How NOT to be an accredited investor?
Under Section 33(2) of the FAR, the financial advisers must disclose to the accredited investors of this exemption (there are exemption to this disclosure). However, it seems there is no way for an accredited investor to 'opt-out' to be an accredited investors. This means once a financial adviser has proof that an individual has a salary of at least S$300,000 a year or a networth of at least S$2 million, the individually is automatically 'opted-in' as accredited investors.

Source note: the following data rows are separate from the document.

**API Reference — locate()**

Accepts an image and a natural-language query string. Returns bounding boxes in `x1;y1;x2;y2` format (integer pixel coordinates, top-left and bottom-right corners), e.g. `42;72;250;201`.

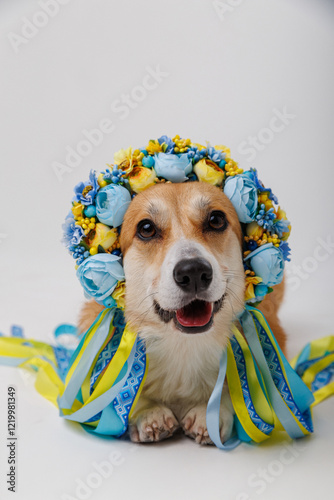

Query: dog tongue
176;300;212;327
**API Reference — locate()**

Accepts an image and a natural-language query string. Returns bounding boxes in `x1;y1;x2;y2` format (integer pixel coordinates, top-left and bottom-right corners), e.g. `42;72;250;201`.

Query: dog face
121;182;244;344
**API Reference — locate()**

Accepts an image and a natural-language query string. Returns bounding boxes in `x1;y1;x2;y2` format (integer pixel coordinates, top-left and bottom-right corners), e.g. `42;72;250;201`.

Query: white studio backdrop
0;0;334;500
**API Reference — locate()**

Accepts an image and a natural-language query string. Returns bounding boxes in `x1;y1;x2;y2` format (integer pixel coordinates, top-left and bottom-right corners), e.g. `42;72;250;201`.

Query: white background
0;0;334;500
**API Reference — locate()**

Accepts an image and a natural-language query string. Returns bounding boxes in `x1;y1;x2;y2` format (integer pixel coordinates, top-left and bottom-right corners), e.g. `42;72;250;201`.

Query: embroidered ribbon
0;306;334;450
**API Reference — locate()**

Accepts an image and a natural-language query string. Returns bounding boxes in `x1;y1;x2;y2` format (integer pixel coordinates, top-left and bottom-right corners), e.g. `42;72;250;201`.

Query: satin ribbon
0;306;334;450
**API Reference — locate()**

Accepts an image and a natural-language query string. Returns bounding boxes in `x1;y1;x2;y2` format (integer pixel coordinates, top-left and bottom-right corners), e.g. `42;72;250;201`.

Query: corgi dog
79;182;286;444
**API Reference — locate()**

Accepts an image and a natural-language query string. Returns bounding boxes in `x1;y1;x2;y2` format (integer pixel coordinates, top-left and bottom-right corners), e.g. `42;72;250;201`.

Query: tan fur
79;182;286;443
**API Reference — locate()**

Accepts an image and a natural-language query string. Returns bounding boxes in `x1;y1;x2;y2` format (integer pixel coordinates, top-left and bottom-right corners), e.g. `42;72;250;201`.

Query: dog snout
173;257;213;294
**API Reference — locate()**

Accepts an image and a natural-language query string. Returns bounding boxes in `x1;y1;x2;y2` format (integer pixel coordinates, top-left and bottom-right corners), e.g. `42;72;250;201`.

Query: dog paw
181;402;234;444
181;405;213;444
130;406;179;443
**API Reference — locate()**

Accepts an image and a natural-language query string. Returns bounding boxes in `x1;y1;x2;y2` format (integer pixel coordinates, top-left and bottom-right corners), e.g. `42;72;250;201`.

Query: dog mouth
154;294;225;334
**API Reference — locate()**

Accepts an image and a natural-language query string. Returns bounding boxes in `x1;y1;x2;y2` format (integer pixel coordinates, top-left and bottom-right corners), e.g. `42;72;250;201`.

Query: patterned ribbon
0;308;147;436
0;306;334;450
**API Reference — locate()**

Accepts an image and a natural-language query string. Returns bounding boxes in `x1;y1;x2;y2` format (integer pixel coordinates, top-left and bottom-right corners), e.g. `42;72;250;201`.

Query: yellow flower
128;167;157;193
245;276;262;300
146;140;162;155
246;221;264;238
276;207;291;241
111;281;125;309
224;158;243;177
215;144;231;159
90;222;118;250
191;142;206;151
97;172;107;187
194;159;225;186
258;191;273;210
72;201;84;219
114;146;136;174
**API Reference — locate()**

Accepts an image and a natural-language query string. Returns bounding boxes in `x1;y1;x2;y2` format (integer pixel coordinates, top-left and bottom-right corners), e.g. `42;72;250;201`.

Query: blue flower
73;170;100;205
207;147;226;165
256;203;276;231
244;243;284;287
224;174;258;222
274;219;290;238
244;168;278;205
77;253;124;302
279;241;291;262
158;135;175;154
96;184;131;227
154;153;193;182
62;211;85;248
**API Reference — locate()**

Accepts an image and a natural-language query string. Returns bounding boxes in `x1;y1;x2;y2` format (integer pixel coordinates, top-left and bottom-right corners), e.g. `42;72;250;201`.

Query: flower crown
63;135;291;309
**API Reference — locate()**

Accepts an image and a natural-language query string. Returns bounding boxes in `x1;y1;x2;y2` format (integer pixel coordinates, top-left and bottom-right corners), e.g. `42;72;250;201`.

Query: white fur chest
143;331;226;408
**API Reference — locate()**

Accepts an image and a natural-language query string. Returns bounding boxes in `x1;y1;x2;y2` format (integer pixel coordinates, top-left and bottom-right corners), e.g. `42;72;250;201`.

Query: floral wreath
63;135;291;309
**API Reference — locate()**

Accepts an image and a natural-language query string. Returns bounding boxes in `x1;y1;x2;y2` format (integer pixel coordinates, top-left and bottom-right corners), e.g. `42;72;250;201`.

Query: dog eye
137;219;157;240
208;210;228;231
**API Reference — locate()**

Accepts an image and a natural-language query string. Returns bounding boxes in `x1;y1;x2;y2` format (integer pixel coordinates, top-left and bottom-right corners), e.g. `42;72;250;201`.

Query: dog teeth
154;302;173;323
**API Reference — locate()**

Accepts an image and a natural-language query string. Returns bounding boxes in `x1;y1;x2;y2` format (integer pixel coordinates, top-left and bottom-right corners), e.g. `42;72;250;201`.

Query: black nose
173;258;212;293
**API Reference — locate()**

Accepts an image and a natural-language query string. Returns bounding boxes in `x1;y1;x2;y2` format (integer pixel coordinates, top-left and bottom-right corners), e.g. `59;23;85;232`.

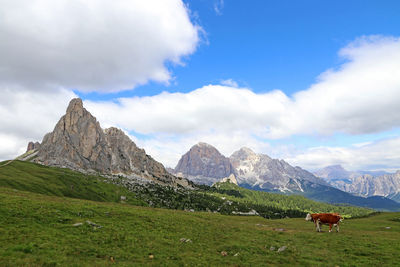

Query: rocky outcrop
26;142;40;152
174;142;235;185
314;165;352;181
34;98;188;186
230;147;327;192
219;174;238;185
314;165;389;182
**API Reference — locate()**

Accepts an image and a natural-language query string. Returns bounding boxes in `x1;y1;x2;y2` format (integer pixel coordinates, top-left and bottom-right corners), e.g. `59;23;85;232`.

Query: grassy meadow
0;161;400;266
0;187;400;266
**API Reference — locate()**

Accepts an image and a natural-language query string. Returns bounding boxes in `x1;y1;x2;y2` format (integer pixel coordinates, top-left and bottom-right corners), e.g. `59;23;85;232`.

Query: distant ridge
174;142;235;185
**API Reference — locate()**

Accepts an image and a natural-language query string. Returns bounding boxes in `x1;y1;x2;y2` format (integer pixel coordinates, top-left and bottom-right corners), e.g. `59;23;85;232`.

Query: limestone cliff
34;98;188;186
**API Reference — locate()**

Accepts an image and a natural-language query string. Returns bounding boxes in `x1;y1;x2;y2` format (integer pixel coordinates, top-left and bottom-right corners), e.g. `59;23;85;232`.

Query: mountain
314;165;352;181
314;165;389;182
27;98;188;186
174;142;235;185
229;147;328;193
332;171;400;201
174;143;400;211
315;165;400;201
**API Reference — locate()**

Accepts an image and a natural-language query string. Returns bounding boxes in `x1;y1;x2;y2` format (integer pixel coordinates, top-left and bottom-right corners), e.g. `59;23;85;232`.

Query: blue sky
0;0;400;171
80;0;400;100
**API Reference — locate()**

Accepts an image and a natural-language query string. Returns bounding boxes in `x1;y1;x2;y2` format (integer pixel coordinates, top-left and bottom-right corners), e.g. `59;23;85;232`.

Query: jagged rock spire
36;98;187;186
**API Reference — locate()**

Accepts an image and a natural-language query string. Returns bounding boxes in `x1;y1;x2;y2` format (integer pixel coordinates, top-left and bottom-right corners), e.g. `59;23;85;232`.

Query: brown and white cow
306;213;343;232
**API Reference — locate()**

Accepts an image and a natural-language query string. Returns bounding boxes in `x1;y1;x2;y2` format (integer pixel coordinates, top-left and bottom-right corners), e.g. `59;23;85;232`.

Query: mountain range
21;98;190;187
19;98;400;210
170;143;400;209
315;165;400;202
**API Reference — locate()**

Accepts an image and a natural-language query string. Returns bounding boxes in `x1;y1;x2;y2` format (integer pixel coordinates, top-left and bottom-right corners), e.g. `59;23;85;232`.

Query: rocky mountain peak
67;98;84;114
35;98;188;186
229;147;268;163
174;142;234;185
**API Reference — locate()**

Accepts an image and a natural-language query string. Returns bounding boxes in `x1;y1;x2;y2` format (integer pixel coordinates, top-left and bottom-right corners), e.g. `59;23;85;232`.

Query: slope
0;188;400;266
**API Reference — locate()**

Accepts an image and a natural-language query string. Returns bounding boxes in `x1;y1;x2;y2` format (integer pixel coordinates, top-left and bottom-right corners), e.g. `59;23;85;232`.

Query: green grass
0;187;400;266
0;160;146;205
0;160;372;218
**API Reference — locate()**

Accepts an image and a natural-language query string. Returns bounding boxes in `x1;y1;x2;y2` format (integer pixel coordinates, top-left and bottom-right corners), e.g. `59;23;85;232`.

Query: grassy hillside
0;187;400;266
0;160;146;205
214;183;372;217
0;161;372;218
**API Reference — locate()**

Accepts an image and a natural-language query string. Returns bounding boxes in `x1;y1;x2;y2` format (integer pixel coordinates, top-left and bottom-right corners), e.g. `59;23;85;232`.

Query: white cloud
0;36;400;173
87;37;400;141
221;79;239;88
0;87;76;160
214;0;225;16
287;137;400;171
0;0;201;92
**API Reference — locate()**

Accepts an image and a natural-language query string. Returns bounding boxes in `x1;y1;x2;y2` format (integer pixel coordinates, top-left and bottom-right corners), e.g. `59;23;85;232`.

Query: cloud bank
0;0;200;92
0;29;400;174
85;36;400;170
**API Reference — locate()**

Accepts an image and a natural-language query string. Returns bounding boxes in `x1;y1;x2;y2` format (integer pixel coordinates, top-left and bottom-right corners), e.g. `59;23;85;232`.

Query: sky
0;0;400;171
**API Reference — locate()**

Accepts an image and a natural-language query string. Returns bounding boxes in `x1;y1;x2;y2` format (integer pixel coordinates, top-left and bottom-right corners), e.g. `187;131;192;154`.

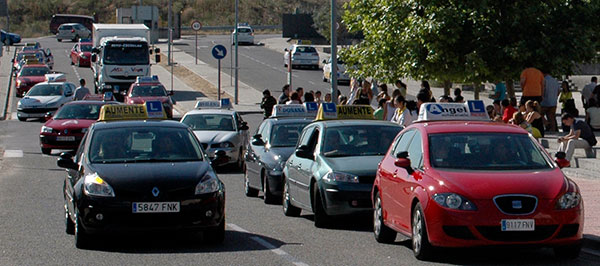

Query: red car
123;76;175;118
40;101;118;154
70;42;92;67
15;62;50;97
372;101;584;259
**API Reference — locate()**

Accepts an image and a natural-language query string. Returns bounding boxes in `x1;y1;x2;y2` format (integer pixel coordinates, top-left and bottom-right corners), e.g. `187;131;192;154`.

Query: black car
244;117;312;204
58;119;225;248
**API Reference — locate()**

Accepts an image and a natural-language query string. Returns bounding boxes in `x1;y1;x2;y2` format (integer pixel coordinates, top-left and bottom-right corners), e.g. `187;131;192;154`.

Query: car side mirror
296;145;313;160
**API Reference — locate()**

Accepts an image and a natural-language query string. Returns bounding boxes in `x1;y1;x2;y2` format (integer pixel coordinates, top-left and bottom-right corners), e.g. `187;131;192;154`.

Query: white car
231;26;254;45
283;44;319;69
323;57;350;83
181;105;248;169
17;81;75;121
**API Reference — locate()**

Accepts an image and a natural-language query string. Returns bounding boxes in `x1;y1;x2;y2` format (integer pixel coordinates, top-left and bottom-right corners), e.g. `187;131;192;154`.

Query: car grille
476;225;558;242
494;195;537;215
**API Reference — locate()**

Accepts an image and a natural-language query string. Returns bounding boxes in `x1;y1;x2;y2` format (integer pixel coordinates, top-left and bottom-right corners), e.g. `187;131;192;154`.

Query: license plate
502;219;535;231
131;202;179;213
56;136;75;141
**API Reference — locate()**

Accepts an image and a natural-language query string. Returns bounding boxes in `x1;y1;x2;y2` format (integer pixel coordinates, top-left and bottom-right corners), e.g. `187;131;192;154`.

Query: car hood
90;161;210;192
44;119;96;131
429;168;567;199
194;131;237;143
321;155;383;176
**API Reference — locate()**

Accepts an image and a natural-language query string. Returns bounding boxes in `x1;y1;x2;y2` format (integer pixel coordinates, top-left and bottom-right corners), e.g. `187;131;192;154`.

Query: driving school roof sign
418;101;490;121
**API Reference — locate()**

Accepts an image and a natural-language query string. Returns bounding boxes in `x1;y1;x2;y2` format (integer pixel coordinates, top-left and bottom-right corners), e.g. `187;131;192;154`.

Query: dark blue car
0;30;21;45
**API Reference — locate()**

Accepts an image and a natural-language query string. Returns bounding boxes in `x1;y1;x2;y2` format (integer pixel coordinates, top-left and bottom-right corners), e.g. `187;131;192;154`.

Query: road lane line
4;150;23;158
227;224;308;266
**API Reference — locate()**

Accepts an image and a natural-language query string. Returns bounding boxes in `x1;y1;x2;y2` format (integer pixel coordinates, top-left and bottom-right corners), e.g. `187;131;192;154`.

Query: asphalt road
0;35;599;265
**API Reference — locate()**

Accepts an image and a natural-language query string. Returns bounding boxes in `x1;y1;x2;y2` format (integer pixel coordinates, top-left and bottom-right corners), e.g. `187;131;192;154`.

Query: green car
283;120;402;227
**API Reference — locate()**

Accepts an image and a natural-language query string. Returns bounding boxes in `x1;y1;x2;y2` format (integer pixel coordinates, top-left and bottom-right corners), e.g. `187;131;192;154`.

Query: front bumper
77;191;225;233
425;200;584;247
322;182;373;215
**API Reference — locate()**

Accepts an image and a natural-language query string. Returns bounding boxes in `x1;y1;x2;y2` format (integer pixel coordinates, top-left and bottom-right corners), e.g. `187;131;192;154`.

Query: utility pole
330;0;338;103
233;0;240;104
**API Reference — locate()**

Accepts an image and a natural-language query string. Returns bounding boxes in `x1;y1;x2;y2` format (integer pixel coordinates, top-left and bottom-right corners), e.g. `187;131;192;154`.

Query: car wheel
263;174;280;204
281;178;302;217
42;148;52;155
373;192;396;243
554;243;581;259
313;184;331;228
204;218;225;244
74;214;89;248
65;202;75;235
244;168;258;197
412;203;433;260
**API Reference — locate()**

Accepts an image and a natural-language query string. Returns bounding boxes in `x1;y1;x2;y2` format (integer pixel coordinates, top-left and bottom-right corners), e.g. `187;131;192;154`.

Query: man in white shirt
581;77;598;109
392;95;413;127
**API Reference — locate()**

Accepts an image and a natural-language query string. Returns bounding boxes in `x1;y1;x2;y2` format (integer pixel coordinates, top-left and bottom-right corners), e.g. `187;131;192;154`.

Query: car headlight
195;172;219;195
323;172;358;183
83;173;115;197
42;126;52;133
432;193;477;211
556;192;581;210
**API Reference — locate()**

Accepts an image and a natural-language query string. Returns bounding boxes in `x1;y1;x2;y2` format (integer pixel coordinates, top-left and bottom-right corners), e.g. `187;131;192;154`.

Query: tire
313;184;331;228
74;214;90;249
411;203;433;260
42;148;52;155
281;178;302;217
244;168;258;197
373;192;396;244
554;243;581;260
204;218;225;244
262;174;281;204
65;202;75;235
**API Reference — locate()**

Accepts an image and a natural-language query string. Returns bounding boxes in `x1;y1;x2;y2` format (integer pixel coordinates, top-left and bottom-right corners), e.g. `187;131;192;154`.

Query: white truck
92;24;160;100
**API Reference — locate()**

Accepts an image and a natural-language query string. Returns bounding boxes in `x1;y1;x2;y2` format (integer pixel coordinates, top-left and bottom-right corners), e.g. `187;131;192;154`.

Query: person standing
73;79;90;101
540;73;560;132
260;90;277;118
520;67;544;104
581;77;598;109
278;84;290;104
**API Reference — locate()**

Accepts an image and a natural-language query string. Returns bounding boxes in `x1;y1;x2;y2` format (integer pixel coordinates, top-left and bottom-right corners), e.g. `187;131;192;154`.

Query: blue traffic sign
212;44;227;60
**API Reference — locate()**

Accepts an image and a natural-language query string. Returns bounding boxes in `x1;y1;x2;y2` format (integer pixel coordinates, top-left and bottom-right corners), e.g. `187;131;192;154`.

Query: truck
91;24;160;101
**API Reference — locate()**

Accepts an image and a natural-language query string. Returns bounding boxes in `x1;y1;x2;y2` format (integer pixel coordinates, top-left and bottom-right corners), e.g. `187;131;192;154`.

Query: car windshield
181;114;235;131
269;121;309;147
81;45;92;52
131;85;167;97
88;127;203;163
429;133;552;170
26;84;63;96
104;43;150;65
20;67;50;77
53;104;102;120
321;125;402;157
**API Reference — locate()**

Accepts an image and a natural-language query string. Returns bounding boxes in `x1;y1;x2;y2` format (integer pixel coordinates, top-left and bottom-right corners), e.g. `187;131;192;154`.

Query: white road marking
227;224;308;266
4;150;23;158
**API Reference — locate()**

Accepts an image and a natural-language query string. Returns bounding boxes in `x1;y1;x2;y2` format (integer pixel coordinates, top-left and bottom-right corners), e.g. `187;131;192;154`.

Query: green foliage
341;0;600;82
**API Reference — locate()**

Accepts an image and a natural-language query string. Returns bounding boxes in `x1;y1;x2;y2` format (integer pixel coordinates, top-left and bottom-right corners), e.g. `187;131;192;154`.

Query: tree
341;0;600;94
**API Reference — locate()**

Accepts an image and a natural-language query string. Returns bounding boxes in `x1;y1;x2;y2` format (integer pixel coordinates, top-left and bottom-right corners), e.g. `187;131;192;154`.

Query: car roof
94;120;189;130
409;121;528;134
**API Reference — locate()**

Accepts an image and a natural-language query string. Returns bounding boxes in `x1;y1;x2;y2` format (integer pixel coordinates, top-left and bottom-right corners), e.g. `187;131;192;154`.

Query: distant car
70;42;92;67
17;79;75;121
323;57;350;83
40;101;118;154
56;23;92;42
231;26;254;45
123;76;175;118
0;30;21;45
283;44;319;69
15;62;50;97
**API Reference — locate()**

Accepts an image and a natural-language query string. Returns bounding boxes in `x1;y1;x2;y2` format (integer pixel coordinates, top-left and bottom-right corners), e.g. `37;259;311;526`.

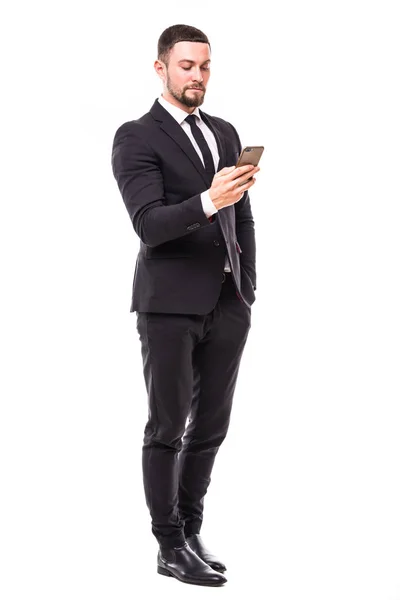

'Restricted' products are products that can only be sold to accredited investors. All financial advisers would require the client to declare and proof they are accredited investors before purchasing the restricted product. However, there is no such requirement when purchasing a 'retail' product like a medisave-approved integrated shield plan, investment linked policy, whole life policy or a unit trust. This does not mean that the client is fully protected by law because a client is automatically 'opted-in' as an accredited investors if they are indeed accredited investors.
To be an accredited investor is not a good thing
As it can be seen that to be an accredited investor is a raw deal. How can accredited investors protect themselves without resorting to paying exorbitant legal fees for lawsuits? I suggest 2 ways.
- You can avoid disclosing your true wealth and income. This is not the same as disclosing a fictitious wealth and income which would result in products that are not suitable (this is not what you want!). Without proof you are an accredited investors, your financial advisers would tend to act in a way as if you are fully protected by the law. However, with effect from the beginning of 2015, non-disclosure of wealth and income is no longer a viable option (long story for another blog).
- You can provide a full disclosure of your true wealth and income but insists that your financial adviser and you sign a financial planning contract . This will force your financial adviser to ensure any advice given is in favour of your interest.
As I practice professional financial planning, all cases would require the client to sign a contract.